Mickey Bloom is a wee slip of a thing, just about five feet tall, not great at reading and therefore a target for bullies. What she can do, though, is run. Once she finds how fleet of foot she is, all she wants to do is fly.
Mickey’s mother, Bonnie, has a lot on her plate with three older children and an academically recalcitrant Mickey. The kids’ father, Teddy, is a presence eagerly awaited, and the siblings hog his attention when he occasionally turns up. As a journalist, he is desperate for his children to be literate; Mickey is not and Teddy doesn’t understand her, going as far as to call her Michelle when no one else in the world does.
Mickey has to play every trick in the stubborn child’s book to get into the running club where she feels she belongs; lies by omission, outright lies and disobeying direct orders finds her at the club, beating kids in her field and above it, relying on a ragged pair of plimsolls and steely determination.
Mickey’s dreams begin to be realised – she is spotted by a well-renowned trainer, spirited off to Auckland and put through her training paces.
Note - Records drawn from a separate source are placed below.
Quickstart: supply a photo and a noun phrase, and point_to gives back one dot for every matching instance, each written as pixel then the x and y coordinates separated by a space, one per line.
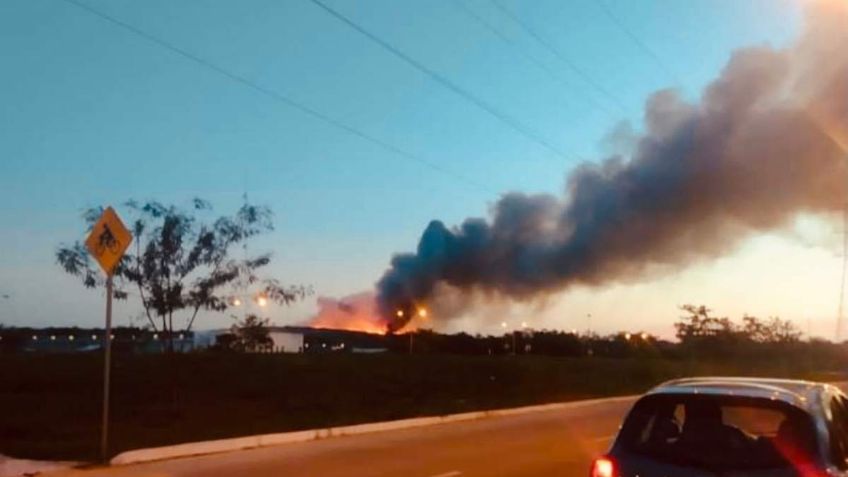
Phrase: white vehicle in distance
pixel 707 427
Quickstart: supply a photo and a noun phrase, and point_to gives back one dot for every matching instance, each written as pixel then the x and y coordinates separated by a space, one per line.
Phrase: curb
pixel 264 440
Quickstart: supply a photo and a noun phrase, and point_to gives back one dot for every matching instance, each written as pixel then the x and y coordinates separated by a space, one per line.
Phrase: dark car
pixel 732 427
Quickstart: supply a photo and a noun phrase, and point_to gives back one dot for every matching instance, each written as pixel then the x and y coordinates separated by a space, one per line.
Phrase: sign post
pixel 107 242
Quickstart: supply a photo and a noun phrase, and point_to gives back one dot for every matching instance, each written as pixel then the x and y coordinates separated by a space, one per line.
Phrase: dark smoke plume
pixel 765 143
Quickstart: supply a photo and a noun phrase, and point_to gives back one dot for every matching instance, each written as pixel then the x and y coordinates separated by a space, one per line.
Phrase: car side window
pixel 839 432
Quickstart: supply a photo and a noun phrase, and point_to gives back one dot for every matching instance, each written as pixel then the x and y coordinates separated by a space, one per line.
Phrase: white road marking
pixel 453 473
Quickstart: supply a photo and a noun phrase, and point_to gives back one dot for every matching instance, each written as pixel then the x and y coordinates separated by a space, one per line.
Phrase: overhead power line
pixel 444 81
pixel 279 97
pixel 559 55
pixel 636 40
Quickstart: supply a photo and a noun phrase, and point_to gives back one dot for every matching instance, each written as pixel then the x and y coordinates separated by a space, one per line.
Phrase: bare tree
pixel 179 263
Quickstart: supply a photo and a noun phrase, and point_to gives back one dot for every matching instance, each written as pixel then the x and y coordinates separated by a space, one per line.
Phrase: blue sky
pixel 93 114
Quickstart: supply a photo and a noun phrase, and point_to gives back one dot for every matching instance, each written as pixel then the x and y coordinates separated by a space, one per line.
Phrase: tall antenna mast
pixel 841 315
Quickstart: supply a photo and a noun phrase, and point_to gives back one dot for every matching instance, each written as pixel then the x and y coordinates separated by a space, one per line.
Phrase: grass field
pixel 51 403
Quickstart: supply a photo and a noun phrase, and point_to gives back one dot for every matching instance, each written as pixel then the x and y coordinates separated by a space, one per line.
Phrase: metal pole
pixel 107 347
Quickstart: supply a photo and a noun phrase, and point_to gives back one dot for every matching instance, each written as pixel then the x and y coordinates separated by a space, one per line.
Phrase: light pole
pixel 504 326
And here’s where the dream begins to fail: she’s weighed, measured, pushed to the brink and, although she’s winning, is put under so much physical and psychological pressure that the cracks soon start to show.
There are important conversations at the heart of this book: letting children pursue the opportunities that are right for them; the pressure on young sportspeople that manifests in eating disorders and injury; the awful misogyny that means a female can’t just run, alone, in the dark (or sometimes at all) without fear, and how female athletes are judged on every aspect of their appearance.